March 29, 2022

World Meteorological Day 2022-Early Warning and Early Action

World Meteorological Day 23 March 2022 had the theme Early Warning and Early Action, and spotlighted the vital importance of Hydrometeorological and Climate Information for Disaster Risk Reduction. It is also aligned with the Glasgow Climate Pact (agreed at the UN Climate Change Conference COP26 in November 2021) which emphasized the urgency of scaling up action to enhance adaptive capacity, strengthen resilience and reduce vulnerability to climate change.

World Meteorological Day digital assets, visuals and speeches are available here.
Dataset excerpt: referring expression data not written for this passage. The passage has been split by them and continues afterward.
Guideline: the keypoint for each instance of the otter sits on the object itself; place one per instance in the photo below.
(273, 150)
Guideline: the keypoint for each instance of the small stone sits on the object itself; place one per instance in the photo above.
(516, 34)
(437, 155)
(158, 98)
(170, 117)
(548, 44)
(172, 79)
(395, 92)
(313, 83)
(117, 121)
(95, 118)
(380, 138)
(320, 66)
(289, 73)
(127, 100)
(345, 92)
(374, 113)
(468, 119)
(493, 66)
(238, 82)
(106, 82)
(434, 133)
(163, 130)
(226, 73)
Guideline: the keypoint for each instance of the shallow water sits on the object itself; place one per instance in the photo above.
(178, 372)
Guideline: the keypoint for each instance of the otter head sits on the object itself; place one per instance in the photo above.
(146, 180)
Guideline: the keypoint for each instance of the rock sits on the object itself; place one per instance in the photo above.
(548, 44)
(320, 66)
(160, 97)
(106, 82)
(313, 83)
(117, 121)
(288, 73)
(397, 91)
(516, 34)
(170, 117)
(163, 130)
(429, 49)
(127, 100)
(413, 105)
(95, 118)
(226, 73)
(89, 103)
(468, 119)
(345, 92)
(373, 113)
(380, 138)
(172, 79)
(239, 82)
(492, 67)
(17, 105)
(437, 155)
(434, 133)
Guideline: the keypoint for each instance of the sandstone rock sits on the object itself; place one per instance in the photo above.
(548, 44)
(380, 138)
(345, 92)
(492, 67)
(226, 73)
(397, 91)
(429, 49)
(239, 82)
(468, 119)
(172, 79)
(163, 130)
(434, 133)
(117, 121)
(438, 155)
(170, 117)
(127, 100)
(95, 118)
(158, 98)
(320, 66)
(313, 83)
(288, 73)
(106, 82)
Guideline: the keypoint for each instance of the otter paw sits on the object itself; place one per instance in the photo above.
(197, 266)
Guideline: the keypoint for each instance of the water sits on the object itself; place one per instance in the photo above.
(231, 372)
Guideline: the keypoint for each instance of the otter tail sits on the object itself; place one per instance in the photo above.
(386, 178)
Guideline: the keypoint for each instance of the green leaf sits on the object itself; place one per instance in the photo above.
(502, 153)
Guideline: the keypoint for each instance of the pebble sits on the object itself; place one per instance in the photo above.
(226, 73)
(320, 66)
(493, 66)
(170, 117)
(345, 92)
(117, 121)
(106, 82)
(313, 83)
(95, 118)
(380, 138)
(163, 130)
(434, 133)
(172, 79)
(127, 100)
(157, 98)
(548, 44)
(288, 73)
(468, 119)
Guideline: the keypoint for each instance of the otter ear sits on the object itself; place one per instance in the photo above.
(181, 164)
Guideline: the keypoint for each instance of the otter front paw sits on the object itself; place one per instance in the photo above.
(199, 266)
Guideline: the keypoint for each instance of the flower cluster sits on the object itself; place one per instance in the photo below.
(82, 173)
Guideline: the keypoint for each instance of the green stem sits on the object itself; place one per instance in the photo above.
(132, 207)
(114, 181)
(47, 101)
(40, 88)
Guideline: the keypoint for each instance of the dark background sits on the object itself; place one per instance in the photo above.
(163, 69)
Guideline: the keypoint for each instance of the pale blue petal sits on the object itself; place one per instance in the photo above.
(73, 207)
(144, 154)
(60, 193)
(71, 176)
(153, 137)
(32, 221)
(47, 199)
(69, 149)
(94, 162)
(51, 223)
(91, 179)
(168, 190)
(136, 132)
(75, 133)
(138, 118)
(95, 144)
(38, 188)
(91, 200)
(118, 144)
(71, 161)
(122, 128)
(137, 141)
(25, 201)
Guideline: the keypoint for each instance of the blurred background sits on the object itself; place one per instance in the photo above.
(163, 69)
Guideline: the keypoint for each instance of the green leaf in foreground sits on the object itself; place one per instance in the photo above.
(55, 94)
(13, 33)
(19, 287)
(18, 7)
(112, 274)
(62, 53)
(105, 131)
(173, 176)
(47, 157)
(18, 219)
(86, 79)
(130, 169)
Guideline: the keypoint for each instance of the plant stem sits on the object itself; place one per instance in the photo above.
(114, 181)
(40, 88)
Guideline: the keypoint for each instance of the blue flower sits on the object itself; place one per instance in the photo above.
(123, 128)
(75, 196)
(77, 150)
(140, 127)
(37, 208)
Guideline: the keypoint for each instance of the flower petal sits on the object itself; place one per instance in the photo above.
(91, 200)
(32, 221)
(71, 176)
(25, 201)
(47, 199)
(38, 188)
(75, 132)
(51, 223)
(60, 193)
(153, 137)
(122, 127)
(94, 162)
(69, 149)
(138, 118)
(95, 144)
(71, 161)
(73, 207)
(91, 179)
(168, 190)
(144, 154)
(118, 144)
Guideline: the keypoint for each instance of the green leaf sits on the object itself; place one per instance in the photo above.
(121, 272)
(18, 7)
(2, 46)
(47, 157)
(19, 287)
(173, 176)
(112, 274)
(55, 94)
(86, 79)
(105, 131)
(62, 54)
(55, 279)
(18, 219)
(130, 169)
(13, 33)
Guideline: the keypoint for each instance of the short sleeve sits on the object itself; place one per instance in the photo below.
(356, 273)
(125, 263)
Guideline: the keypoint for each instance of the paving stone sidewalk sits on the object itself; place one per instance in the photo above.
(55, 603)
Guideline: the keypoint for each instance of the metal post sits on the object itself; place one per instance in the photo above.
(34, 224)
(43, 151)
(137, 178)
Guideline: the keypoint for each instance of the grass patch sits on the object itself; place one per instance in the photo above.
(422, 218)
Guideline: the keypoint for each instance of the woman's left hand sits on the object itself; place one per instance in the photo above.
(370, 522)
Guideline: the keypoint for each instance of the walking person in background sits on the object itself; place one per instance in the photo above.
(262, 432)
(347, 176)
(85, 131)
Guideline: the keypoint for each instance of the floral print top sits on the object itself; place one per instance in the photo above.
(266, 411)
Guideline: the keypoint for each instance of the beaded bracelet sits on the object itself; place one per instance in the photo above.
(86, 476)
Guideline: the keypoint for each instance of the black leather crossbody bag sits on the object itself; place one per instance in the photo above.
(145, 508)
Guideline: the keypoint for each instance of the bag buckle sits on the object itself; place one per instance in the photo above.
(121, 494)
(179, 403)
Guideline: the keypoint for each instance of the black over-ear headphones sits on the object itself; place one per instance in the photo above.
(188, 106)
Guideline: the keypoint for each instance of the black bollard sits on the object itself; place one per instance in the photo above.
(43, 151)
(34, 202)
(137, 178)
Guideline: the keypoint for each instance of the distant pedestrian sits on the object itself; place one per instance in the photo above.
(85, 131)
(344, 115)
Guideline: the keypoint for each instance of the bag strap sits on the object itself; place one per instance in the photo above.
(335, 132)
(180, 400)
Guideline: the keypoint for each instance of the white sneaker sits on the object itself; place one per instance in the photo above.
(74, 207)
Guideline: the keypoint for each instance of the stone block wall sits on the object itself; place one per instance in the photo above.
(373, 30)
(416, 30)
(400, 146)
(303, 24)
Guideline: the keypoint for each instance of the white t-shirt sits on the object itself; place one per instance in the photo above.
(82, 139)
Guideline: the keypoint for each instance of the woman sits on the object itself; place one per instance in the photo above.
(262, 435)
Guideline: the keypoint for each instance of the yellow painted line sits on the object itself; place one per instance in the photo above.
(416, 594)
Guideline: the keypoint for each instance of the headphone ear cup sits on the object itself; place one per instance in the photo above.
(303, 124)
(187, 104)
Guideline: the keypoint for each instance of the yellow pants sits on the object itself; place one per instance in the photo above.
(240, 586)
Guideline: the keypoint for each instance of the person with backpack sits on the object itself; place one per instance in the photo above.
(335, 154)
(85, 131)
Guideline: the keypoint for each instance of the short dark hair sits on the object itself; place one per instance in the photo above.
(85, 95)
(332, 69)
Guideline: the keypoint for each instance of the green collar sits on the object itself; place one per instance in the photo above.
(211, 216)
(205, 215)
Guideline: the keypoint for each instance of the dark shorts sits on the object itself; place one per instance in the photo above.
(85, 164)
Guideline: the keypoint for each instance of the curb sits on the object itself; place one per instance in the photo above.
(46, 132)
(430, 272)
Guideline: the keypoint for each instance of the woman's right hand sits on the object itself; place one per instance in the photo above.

Also UN unveiled an ambitious target to adapt to climate change and more extreme events. Concretely, UN Secretary-General António Guterres has tasked the World Meteorological Organization (WMO) to lead the effort and present an action plan to achieve the following goal: “Within the next five years, everyone on Earth should be protected by early warning systems against increasingly extreme weather and climate change”. “We must invest equally in adaptation and resilience. That includes the information that allows us to anticipate storms, heatwaves, floods and droughts,” said the UN chief.

Climate change is already very visible through more extreme weather in all parts of the world. We are seeing more intense heatwaves and drought and forest fires. There is more water vapor in the atmosphere, which leads to extreme rainfall and deadly flooding. The warming of the ocean fuels more powerful tropical storms and rising sea levels increase the impacts.

Over the past 50 years (1970-2019), a weather, climate or water-related disaster has occurred on average every day – taking the lives 115 people and causing US$ 202 million in losses daily, according to a 2021 WMO report on disaster statistics. The number of recorded disasters increased by a factor of five over that 50-year period, driven by human-induced climate change, more extreme weather events and improved reporting. Thanks to better warnings, the number of lives lost decreased almost three-fold over the same period because of better weather forecasts and proactive and coordinated disaster management.

LIFE BAETULO project is completely aligned with this ambitious target to adapt to climate change by providing an integrated and multi-risk early warning system to support cities to be more resilient while reducing impacts (including economic, social and environmental damages) on people, urban assets and the environment.